Several of the panelists speaking at the summit, which one speaker called the “Woodstock of commercial real estate professionals,” commented on the return of commercial mortgage-backed securities showing that commercial real estate lending is back and reflecting good times for borrowers. Even though the CMBS market is nowhere near the $230 billion in sales registered in 2007, it reflects a steady recovery, with $7 billion available in the fourth quarter of 2012. Roy March, CEO of Eastdil Secured, said more than $85 billion is expected, with $30 billion already issued to date, “and this is the bottom line of where loan pricing is today,” he said.
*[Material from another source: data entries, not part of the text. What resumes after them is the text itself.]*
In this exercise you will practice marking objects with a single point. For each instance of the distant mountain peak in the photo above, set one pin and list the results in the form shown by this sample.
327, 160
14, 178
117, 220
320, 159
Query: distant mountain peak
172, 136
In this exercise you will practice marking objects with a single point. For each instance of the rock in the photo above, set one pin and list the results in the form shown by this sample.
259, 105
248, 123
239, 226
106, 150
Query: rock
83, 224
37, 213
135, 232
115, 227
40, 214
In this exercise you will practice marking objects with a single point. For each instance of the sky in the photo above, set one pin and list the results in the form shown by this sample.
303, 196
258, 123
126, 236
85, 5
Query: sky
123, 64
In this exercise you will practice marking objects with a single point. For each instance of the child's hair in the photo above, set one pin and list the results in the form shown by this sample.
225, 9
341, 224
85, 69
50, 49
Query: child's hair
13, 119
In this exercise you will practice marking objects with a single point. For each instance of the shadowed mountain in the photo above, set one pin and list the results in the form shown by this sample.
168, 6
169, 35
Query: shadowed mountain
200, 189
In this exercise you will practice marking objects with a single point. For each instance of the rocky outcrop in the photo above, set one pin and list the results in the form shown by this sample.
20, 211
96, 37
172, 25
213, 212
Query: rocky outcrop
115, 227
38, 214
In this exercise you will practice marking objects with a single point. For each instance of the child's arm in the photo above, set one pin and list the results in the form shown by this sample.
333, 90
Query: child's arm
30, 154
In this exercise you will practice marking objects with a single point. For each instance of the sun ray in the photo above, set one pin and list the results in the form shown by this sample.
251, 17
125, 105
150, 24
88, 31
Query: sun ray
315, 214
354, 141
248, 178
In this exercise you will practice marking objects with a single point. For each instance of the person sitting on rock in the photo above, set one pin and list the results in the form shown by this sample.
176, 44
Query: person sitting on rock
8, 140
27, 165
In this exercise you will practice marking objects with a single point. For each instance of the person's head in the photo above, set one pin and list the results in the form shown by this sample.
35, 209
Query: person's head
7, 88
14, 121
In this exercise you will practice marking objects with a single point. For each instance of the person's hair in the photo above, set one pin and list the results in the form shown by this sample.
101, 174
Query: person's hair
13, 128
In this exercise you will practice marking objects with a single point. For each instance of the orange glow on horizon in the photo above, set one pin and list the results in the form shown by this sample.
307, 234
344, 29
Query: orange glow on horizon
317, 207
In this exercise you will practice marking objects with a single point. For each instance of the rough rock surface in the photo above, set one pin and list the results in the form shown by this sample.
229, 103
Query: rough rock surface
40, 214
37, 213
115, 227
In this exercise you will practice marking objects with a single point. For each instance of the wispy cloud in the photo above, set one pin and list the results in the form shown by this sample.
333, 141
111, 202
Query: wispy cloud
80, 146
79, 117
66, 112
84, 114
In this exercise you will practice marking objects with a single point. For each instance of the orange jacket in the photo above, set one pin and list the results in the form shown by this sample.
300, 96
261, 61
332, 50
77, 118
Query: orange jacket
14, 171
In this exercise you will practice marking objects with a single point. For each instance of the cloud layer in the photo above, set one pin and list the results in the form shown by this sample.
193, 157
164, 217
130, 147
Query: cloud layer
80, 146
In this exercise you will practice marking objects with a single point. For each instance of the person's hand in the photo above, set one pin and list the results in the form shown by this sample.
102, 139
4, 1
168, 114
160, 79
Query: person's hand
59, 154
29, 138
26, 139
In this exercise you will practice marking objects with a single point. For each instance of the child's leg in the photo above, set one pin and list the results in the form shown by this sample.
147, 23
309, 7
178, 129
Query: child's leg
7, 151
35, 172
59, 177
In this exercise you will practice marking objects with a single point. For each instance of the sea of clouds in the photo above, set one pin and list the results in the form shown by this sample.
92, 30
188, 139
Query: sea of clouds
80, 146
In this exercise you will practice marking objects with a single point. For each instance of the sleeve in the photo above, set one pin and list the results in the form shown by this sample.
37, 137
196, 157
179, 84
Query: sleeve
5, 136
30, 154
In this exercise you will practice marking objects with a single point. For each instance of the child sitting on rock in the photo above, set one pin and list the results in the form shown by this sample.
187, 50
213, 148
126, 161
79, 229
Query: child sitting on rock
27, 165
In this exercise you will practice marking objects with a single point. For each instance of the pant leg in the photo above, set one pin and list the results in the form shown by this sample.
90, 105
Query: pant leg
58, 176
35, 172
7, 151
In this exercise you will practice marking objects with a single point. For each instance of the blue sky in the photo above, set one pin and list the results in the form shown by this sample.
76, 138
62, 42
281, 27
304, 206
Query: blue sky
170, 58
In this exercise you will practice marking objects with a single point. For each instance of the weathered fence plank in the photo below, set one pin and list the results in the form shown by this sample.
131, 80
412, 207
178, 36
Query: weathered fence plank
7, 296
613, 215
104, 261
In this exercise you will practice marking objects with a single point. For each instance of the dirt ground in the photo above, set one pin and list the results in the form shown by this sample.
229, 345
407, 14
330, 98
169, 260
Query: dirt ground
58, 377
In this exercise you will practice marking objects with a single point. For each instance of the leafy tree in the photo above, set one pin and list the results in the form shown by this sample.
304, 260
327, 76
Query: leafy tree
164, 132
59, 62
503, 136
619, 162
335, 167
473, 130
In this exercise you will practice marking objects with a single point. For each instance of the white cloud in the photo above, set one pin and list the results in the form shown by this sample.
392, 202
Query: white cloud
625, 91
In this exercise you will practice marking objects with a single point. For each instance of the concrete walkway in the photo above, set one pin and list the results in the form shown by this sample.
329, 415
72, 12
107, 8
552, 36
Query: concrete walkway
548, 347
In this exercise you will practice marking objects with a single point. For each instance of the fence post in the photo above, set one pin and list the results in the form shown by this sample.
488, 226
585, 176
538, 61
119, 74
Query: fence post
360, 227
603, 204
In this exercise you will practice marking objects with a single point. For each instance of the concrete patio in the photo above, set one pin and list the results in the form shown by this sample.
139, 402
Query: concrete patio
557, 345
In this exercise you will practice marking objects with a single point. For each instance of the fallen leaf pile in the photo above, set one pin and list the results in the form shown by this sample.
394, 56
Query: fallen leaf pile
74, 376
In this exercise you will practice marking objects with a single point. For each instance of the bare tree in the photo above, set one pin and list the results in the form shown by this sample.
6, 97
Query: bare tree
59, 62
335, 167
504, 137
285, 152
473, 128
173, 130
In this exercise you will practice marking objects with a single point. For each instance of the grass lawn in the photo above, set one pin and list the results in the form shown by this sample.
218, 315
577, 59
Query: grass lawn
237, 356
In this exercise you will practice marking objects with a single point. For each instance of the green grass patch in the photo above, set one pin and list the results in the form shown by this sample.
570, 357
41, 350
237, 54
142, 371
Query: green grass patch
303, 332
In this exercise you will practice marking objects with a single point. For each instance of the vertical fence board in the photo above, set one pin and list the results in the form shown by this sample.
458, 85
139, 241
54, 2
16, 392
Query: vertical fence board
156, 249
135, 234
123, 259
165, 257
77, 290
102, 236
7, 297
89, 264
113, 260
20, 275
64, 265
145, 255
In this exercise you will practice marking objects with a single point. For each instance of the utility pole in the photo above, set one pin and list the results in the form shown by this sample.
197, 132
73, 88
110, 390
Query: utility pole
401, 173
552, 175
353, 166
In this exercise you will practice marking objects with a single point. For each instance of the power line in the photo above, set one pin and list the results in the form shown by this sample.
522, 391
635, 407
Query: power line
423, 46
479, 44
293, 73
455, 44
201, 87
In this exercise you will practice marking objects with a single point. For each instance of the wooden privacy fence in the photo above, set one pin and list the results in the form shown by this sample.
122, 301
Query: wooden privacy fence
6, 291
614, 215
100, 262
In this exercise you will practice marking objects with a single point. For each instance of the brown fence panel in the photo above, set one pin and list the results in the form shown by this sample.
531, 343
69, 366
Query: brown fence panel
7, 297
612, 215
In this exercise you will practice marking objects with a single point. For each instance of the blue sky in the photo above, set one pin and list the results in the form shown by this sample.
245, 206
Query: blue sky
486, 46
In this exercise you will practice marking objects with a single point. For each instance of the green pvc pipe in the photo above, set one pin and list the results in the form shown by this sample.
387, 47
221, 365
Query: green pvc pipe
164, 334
CMBS is seen as a necessity by some. At its prime in 2007, it backed 40 percent of all commercial real estate lending. Nevertheless, some attendees expressed a fear of the return of CMBS, reflecting on the mid-2007 national subprime crisis and subsequent credit squeeze, which shut down the main lending arena for property investment CMBS – sending commercial property prices into a downward tailspin. Still, more loan availability makes CMBS an attractive investment as long as lenders take a serious look at the new rating agency and are willing to do proper due diligence prior to handing over money.

Overall, the real estate debt market is characterized by significant CMBS demand for conduit and single-asset executions, strong demand for life company and bank financing, continuing demand for longer durations (15 to 20 years and more), increasing prepayment flexibility, growing availability of debt for transitional assets, and significant spread tightening.
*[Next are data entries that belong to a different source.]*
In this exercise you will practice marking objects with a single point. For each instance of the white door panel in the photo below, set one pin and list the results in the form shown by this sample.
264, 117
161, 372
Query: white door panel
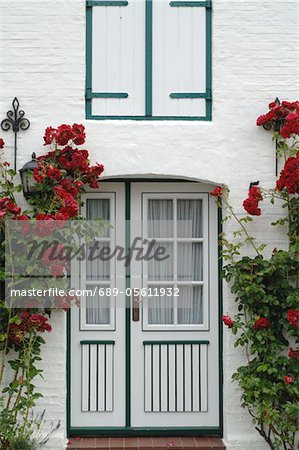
173, 359
174, 341
98, 327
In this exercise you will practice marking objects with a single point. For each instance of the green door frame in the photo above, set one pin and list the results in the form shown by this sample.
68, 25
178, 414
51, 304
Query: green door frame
136, 431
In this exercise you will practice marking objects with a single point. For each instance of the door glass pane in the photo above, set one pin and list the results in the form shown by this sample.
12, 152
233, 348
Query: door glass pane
160, 218
97, 307
96, 268
161, 270
160, 306
190, 307
190, 261
99, 208
189, 218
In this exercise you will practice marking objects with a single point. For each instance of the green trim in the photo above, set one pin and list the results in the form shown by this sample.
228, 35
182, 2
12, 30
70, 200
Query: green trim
176, 342
136, 431
189, 118
128, 304
169, 431
207, 4
97, 342
177, 95
88, 82
68, 370
148, 57
209, 62
107, 95
220, 324
91, 3
148, 65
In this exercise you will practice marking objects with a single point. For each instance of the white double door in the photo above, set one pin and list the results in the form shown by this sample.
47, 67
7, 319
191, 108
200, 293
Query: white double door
144, 342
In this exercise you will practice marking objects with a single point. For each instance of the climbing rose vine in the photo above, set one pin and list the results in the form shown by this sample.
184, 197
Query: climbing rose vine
266, 324
62, 175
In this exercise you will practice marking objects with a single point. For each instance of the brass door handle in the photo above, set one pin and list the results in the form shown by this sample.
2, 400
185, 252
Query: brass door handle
135, 306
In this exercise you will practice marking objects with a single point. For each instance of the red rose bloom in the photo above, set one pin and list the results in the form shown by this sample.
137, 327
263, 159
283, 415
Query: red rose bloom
293, 353
79, 134
217, 192
263, 322
289, 379
49, 136
228, 321
64, 134
256, 193
251, 206
53, 172
293, 317
25, 224
289, 176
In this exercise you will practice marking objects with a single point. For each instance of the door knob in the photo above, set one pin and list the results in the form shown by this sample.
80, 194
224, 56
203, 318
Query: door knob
135, 306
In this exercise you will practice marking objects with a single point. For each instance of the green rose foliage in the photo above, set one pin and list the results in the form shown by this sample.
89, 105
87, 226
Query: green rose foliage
266, 293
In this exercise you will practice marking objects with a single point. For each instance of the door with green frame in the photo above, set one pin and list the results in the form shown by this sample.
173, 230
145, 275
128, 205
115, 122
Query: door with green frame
144, 343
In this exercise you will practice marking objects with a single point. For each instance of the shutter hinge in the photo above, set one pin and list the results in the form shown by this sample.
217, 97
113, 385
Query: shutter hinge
88, 94
209, 94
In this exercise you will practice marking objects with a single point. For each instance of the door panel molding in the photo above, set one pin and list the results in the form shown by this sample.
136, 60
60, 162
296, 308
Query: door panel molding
203, 401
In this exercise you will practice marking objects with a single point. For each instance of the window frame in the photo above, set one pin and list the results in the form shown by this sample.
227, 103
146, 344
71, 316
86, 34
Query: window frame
89, 95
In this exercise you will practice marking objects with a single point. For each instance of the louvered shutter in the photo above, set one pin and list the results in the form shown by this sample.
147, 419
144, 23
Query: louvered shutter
115, 58
180, 58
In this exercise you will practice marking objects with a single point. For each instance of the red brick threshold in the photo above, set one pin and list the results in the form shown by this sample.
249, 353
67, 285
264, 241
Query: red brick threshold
147, 443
The current theme in the equity capital markets, according to an Eastdil study March presented during his panel, shows that the market in general continues to be very active and liquid. Cap rates are stable to falling. Pricing has recovered to 2006 levels or higher for most institutional assets. Unique assets continue to draw capital from around the globe. And pricing doesn’t yet fully reflect the strength of the debt markets. The market continues to achieve cash flow, quality and security needs, but it is putting a reasonable spread between trophy and other Class A assets. While there is still a material spread between primary and tertiary markets and assets, the CMBS market is expected to narrow that gap.
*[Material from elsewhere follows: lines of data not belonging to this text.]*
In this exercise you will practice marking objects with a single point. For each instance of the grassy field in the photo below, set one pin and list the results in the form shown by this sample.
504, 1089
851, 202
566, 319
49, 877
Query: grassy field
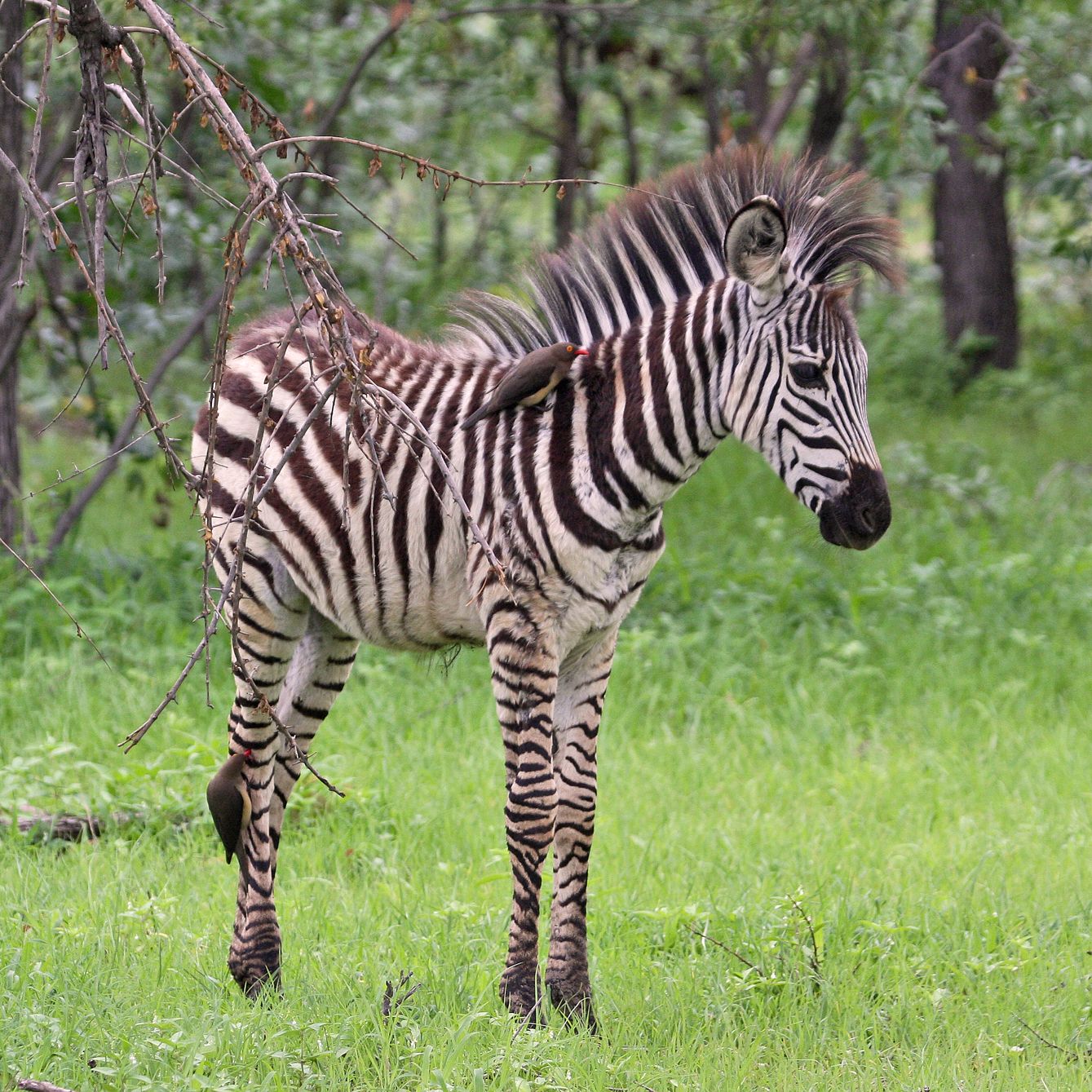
844, 837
Another recurring theme was the strengthening of REITs relative to the private players. REIT balance sheets are the strongest they have ever been, and their cost of capital is at an all-time low. Massive dedicated and non-dedicated inflows and expansion of ETFs are driving markets. And equity issuance volumes have been high, with $130 billion raised since 2009-2010.

“I believe 2013 will also be a record year for equity issuance, at least in the current cycle,” March added.

In addition, IPOs have been successful, especially in off-the-run property types. Merger-and-acquisition activity is likewise expected to grow this year.

In conclusion, debt markets are strong, while CMBS is setting the pace. Public markets continue to increase. CMBS players are financing deals in major markets first but likely to expand into the rest of the top 30 markets, which will create some compression and relative returns. Property pricing does not yet fully reflect strength of the debt markets, particularly pricing in the non-gateway cities. Economically sensitive pricing is improving, according to Eastdil data, but there are still opportunities in “manufacturing to core.” Activity should continue to increase, with 2006/2007 debt maturities that have been extended coming due in 2013/2014. The study did caution against complacency, given how fast rates can change due to continued European challenges, the Middle East turmoil and job growth issues.

“The country is growing—not as fast as we’d like, but we’re better off than other parts of the world,” said David LaRue, president & CEO of Forest City Enterprises, speaking about the risks and rewards of real estate and the public markets. “The U.S. is a great innovator. Uncertainty is holding us back, (but) that will clear eventually.”